Robin stepped through the partition and took a seat behind him.

“Hey,” he said.

She leaned forward and rested her chin on his shoulder. Despite spending the last eight hours or so on the road, she still smelled nice.

“How is he?” he asked. After Barstow, Colin had raved violently before finally regaining a measure of his composure. But with the calm would come embarrassment over the cowardice he had shown back in Barstow, which he compensated for with more violence. Several times, Jeff had been forced to pull over so he could help to restrain him. Robin had been taking care of him since then, and from what Jeff saw, she had pretty much taken charge of things on the other side of the partition. Katrina Cummz and the other two blondes seemed to be doing everything she told them without question. And there hadn’t been any more screaming from Colin in over an hour.

“He’s calm now,” Robin said. “He’s resting. He’d be better if he could get some sleep, though. How about you? You okay?”

“I’m okay,” he said.

“You sure? Driving’s not a problem?”

“I’m okay,” he assured her. “The acid’s pretty much gone now. The trick is to keep focused on the road. The trouble is, I’ll start thinking about stuff and I’ll tune out for a while.”

“You want some company?”

Her face was serenely calm, though the red rimming her eyes told a different story. Looking into her face, he got a sense that this woman had her act together, and he was a bit ashamed at himself for being surprised by that. He’d always resented Colin and his friends for their arrogance, the sense of entitlement that came with their money and guaranteed futures. It made him feel like a charity case, like every handshake and introduction was a patronizing pat on the head. He winced inwardly now with the realization that he had looked on Robin in much the same way that Colin and his friends had treated him.

“Jeff?” she said.

“Yeah,” he said, and shook himself. “Yeah, some company would be great.”

She pointed out the windshield. “The road.”

The bus shook as the tires drifted onto the rumble strips.

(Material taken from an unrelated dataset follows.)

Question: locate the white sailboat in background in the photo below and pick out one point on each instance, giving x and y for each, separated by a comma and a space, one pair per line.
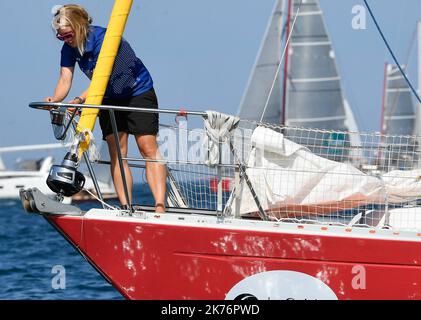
34, 172
311, 95
398, 112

“Got it,” Jeff said. “I’m on it.” He got the bus back on the road and put both hands on the wheel and gave her a wink in the rearview mirror. “Got it,” he said.

She chuckled. “Great.”

She moved over to the edge of the seat so he could see her without having to look in the mirror. The road rolled on beneath them. An occasional headlight beam would light up her face, then slowly slide away, leaving her in darkness again.

She said, “So what does Mr. Jeff Stavers think about while he’s up here all alone, drifting off the road?”

“Hmmm?”

“You said you start thinking about stuff and you drift off. I want to know what that stuff is. What goes on in Jeff Stavers’s brain?”

“Not much of anything,” he said.

“That sounds like a cop-out to me,” she said. “Tell me the truth.”

He watched the road in the pool of light from the headlamps and he was tempted to tell her that it was complicated. That there was so much it was hard to put into words. But that wasn’t the truth. He knew that. What he was thinking was pretty simple.

“I’ve got this feeling like we’ve crossed some kind of threshold,” he said. “There’s the world like it was, and then there’s the world like it is now. Or like it’s going to be. It’s still changing, still evolving. I know that. But I’ve got this sense that…that—”

“That we’ve been cut free of our pasts.”

The frustration he had felt at not being able to find the right words cleared from his face, and he looked at her with renewed surprise.

“Yeah,” he said. “That’s it exactly.”

She smiled at him.

“Why don’t you find a place to pull over?” she said. “You could use some sleep. We both could.”